Ouvira falar dela na mesa de bar, “a namorada do Abílio”, um amigo filósofo, louco varrido, que na semana santa seguia as procissões aos gritos, em defesa acalorada do demônio. Sempre bêbado, o Abílio. As mulheres se benziam, os beatos com cara feia. Carregávamos nosso anjo decaído aos travancões e seus casos viravam assunto que rendia risadas na mesa do Bar do Paulinho: Abílio mijou na televisão do Luís, saiu rolando no morro da Rua do Ouro, dormiu na escadaria da Nossa Senhora das Mercês, roubou cavalo para ir à festa. A conversa ia noite adentro. Por fim, o fato foi o interesse despropositado de alguém naquele nosso amigo. E ela, não só o namorava, como estava a seu jeito apaixonada. Diziam ainda que era bonita. E sim, ela era bonita.
Nem acreditei quando ele chegou com aquela moça esvoaçante na noite do truco. Ninguém levava namorada e o Abílio não compreendia essas mesuras. Os cabelos negros dela desciam por entre o vestido solto, decote vivo, faltando sutiã que, certamente, ela queimara em praça pública. Por entre o tecido, despontava bico do seio e senti-me, por baixo, enrijecido. Ela possuía uma sinuosa boca sorridente, um caminhar serpenteado e não fugia aos olhos, era de entrar na retina. Conversava com todos, desdenhando o mesmo riso e aceitava, sim, entrar de fora no jogo. Em seguidas rodadas, bateu na mesa com um casal preto ou vermelho, escondidos na barra do vestido. Quem daria conta do ocorrido? Quando empreendíamos as conversas mais sórdidas e lascivas, ela conseguia virar o assunto e ser insinuante o bastante para se manter desafronteirada em inocente sensualidade. Bacante e virgem vestal, condensava as duas. No outro dia, ela foi comentário entre amigos. Quem compreendia aquela mulher com Abílio? Dois achavam que ela se insinuara a eles. Dois disseram mal, chamaram-na infame. Uns estavam encantados, vítimas de um feitiço, calando comentários, sonhando-a em pensamentos.

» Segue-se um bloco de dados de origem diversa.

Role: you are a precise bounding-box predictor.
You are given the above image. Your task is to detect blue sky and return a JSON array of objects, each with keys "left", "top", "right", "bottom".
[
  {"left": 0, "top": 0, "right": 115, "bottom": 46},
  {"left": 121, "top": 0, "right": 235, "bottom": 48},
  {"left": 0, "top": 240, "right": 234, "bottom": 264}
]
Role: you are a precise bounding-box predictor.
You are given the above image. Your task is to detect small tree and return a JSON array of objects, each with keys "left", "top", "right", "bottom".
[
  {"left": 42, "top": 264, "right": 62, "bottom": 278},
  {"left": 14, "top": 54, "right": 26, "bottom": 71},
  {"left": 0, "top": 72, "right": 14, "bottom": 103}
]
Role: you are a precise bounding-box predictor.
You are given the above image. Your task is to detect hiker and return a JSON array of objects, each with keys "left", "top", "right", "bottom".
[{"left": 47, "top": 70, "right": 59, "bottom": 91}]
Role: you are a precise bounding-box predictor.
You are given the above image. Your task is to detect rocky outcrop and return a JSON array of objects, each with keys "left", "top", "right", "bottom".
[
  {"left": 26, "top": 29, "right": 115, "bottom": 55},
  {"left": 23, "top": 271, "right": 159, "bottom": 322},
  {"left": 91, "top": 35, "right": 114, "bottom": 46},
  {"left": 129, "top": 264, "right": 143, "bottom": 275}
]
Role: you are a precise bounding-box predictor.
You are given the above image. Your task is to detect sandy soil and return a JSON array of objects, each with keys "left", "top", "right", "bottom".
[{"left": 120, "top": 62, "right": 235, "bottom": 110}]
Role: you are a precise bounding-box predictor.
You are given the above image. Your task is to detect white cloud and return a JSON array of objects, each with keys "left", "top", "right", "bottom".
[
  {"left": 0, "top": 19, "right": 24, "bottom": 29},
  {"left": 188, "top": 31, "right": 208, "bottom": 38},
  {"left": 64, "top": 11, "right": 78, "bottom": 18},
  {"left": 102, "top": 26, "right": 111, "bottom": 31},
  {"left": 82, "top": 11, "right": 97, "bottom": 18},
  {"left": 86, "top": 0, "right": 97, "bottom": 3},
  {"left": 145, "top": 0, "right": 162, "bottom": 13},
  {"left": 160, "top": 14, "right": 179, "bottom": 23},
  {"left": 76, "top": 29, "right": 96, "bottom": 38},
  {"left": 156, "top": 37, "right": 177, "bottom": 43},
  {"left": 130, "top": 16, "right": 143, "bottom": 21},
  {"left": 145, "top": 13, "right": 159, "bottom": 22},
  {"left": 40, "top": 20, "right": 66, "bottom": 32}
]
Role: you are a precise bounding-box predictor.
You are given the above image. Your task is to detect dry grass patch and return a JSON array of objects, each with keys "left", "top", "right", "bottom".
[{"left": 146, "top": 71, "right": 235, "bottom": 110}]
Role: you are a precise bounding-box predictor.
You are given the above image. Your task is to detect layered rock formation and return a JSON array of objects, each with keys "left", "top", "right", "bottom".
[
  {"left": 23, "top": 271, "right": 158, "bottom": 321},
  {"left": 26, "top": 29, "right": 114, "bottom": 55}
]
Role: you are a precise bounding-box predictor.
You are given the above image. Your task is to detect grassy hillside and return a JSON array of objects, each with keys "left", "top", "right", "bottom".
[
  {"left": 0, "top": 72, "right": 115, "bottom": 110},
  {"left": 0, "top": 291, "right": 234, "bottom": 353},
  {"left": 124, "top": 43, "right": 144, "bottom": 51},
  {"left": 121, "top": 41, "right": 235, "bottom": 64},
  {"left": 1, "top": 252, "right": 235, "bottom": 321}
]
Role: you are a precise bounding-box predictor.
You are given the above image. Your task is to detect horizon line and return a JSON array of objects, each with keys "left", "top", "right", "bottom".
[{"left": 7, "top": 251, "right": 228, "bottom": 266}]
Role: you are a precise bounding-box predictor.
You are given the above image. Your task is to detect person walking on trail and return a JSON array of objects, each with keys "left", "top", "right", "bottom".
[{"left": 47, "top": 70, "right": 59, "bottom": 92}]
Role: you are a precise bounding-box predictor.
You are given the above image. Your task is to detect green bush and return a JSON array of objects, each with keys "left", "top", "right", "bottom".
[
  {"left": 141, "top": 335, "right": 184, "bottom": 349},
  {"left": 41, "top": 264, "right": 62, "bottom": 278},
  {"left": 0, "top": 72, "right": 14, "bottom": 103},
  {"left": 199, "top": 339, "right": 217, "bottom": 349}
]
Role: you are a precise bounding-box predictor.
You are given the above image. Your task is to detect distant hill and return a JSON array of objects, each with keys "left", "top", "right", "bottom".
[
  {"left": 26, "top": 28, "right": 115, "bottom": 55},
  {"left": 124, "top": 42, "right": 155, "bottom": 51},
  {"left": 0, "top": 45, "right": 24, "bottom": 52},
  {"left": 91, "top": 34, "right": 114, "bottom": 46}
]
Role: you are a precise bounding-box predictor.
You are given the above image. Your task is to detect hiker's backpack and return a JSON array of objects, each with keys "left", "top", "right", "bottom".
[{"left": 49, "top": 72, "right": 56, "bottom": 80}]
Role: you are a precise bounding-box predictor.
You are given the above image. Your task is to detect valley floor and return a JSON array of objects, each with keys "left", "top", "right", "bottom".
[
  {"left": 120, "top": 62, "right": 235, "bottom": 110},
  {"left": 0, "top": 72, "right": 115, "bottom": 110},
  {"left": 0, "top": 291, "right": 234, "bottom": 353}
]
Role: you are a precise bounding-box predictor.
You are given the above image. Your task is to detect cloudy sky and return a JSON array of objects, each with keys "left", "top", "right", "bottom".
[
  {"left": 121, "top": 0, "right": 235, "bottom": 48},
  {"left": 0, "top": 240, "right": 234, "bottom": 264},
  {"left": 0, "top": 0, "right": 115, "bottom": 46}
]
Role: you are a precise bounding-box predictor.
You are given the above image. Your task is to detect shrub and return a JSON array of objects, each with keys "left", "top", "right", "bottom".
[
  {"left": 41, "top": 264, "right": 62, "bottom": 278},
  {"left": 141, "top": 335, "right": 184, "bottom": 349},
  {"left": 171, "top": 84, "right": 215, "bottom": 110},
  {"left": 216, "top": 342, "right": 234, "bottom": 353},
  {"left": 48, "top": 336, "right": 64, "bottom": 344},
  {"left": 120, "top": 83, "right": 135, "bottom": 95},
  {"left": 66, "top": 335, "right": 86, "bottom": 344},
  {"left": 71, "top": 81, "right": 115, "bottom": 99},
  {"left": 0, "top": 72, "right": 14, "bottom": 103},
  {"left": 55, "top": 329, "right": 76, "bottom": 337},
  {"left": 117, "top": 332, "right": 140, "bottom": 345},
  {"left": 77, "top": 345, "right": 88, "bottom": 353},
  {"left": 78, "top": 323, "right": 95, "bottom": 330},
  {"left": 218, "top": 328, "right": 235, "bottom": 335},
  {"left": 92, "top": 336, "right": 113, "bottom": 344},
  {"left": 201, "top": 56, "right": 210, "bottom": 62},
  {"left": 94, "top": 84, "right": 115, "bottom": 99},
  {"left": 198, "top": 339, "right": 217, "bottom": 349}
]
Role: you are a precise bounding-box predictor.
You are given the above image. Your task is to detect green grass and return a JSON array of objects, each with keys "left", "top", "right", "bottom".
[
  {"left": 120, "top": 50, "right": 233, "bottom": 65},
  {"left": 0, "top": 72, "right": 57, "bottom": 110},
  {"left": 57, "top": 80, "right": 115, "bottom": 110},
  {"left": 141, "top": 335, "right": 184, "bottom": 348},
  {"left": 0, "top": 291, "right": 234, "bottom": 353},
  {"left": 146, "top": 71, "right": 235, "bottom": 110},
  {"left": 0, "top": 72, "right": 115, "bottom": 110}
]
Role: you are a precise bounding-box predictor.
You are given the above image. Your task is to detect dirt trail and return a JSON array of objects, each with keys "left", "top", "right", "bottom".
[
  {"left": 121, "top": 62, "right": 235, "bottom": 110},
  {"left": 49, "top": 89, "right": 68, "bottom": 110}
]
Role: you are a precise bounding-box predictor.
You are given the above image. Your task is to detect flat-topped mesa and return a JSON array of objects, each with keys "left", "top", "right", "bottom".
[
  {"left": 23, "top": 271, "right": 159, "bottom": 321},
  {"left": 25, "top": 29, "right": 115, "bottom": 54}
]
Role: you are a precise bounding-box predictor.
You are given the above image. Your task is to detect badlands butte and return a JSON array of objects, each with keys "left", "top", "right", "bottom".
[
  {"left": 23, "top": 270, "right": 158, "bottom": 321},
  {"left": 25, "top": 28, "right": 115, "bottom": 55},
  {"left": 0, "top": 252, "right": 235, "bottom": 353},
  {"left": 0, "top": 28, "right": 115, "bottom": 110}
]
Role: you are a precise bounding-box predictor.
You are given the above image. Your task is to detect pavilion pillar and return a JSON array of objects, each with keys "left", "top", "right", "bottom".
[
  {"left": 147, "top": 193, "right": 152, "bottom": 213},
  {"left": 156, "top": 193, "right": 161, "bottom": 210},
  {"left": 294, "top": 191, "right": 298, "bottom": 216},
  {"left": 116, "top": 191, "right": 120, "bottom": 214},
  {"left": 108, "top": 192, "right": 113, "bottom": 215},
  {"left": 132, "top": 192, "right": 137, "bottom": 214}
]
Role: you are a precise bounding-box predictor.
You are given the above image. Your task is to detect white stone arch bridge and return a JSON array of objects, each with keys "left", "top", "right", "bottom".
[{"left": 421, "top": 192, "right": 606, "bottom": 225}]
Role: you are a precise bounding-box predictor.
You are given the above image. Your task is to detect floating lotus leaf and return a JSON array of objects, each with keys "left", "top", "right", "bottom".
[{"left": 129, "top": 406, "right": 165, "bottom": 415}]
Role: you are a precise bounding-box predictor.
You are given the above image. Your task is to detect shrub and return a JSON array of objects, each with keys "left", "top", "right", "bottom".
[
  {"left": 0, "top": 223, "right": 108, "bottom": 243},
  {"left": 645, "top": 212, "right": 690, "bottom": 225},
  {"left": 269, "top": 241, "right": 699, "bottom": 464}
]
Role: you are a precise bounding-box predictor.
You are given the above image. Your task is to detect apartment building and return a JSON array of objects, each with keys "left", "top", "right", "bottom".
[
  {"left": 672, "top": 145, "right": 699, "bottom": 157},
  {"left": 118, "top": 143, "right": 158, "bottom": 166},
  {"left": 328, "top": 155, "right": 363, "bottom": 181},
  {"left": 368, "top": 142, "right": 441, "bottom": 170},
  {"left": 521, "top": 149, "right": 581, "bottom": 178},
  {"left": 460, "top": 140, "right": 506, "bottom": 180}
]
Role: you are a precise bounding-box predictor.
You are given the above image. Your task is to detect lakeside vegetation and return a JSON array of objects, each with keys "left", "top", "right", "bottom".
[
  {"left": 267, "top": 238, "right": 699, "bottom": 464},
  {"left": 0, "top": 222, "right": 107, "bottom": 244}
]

Meses depois, solteira pelas loucuras descabidas de nosso amigo, ela endiabrara numa dança inebriante, trocando de pares à revelia. Era serviço de noite inteira, diziam. Entregou-se a todos que quis e não quis. Confessou-me isso, depois, quando sofria. Manteve a fama alcançada na primeira noite em que nos fora apresentada: insinuante, infame, encantadora. Ouvi os comentários, mas estive distante. Embriagava-me com meus amigos, tinha meu cotidiano amor, meus estudos. Quem, vidente, poderia supor aquela desmedida em minha vida?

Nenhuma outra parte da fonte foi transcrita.